As I said earlier, digital advertising is the main avenue for getting the word out in today’s world. But if you see your successful competitors using something else over a long period of time, it means it’s working. It also means you should consider doing it too. Are they investing in every possible marketing platform or a select few? Knowing who the leaders are and following their example is one of the easiest ways to profit from the lessons they’ve learned.
6. Develop a plan
Now that you know what your company’s financial obligations and needs are, what your sales funnel looks like, what your objectives and key results are, as well as what your competition is doing, it’s time to put together a strategic marketing plan.
Choose your tactics based on where your customer is in your funnel.
- Top. An effective marketing plan targets prospects at all stages of your sales funnel. Some tactics, like digital and traditional advertising, public relations, and direct marketing, are great for reaching cold prospects.
- Middle. These are warm prospects — people you’ve already reached with your marketing message online, in-store or in-person — will respond well to permission-based email, loyalty programs, and customer appreciation events.
- Bottom. This is where your hottest prospects are. There are people who’ve been exposed to your sales and marketing messages and are ready to buy. And don’t forget, if your product isn’t a one-time purchase like a swimming pool, they are also customers who have just recently bought something from you. In general, a sales contact (whether in person, by phone, or email) often combined with an offer adds the final push necessary to close the sale.
7. Set your marketing budget
Now for the moment of truth. Setting the dollar amount you’re going to devote to growing your business through marketing. Generally, that means allocating a certain percentage of projected gross sales to your annual marketing budget.
Naturally, if you’re just starting a business, this may mean using newly acquired funding from investors, borrowing money, or self-financing. However you pay for it, marketing is absolutely essential to the success of your business. Fortunately, because there are so many different kinds of tactics available — from free social media to paid digital ads, there’s a mix to fit even the tightest budget.

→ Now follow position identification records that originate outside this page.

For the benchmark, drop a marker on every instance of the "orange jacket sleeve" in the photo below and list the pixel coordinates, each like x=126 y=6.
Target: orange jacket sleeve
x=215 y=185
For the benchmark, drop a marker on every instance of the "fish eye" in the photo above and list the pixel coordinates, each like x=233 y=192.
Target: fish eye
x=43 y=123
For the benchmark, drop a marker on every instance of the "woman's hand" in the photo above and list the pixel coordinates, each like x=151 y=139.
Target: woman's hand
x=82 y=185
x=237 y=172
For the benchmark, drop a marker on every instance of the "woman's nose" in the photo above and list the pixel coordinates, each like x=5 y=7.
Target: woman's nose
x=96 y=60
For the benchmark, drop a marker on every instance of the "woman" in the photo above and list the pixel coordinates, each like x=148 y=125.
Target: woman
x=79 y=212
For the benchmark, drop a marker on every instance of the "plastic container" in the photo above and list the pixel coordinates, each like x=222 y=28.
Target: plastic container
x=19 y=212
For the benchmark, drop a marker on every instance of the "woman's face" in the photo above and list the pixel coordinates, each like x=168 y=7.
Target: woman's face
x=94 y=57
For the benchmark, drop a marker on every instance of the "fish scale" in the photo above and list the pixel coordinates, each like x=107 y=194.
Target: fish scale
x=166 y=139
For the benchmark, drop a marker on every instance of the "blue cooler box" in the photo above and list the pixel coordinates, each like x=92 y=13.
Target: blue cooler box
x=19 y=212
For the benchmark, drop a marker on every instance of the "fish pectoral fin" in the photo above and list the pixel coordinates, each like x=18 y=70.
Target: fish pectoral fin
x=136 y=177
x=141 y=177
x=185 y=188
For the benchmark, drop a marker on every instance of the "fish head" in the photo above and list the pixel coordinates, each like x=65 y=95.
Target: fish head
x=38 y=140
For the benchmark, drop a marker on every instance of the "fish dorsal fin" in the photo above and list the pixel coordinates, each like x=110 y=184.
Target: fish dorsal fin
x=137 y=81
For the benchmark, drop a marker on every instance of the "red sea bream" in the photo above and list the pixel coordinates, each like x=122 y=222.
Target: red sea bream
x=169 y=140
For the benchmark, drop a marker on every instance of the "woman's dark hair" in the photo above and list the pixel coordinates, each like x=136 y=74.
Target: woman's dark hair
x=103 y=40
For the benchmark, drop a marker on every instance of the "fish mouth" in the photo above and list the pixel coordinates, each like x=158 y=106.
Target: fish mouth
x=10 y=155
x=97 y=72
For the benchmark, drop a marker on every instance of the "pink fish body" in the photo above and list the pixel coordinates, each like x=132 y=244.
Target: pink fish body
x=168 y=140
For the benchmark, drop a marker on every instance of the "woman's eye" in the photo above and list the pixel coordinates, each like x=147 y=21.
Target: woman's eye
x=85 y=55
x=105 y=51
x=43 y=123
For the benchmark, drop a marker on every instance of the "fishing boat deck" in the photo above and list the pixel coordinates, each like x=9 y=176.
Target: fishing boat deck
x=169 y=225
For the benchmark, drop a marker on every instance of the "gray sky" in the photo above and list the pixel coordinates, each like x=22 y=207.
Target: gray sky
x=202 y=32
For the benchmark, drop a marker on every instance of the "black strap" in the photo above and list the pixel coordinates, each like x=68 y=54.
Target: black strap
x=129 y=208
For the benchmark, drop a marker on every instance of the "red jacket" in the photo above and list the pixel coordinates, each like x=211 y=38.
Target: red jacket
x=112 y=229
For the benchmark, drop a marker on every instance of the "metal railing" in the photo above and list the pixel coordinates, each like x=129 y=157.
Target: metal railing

In order to create an actional marketing budget — one that really works — is to break down your marketing efforts by quarter, by month, or even by weekly. You may need to front-load your budget to cover big annual expenses like yearly subscriptions or license renewals.
Let’s do the numbers
Depending on your plan, you may need to break down your marketing budget into various digital marketing, content marketing, channel marketing, website, event, and other sub-budgets within your overall budget.
To get you started, here is a selection of 12 free marketing budget spreadsheets that will give you an easy roadmap for organizing your expenses
If after you’ve put together a plan you find out that deploying all your preferred tactics puts you over budget go back and tweak it. The most important thing is to never stop marketing. If you can’t afford the more expensive tactics now wait until your less expensive tactics start paying off — and then step on the gas later.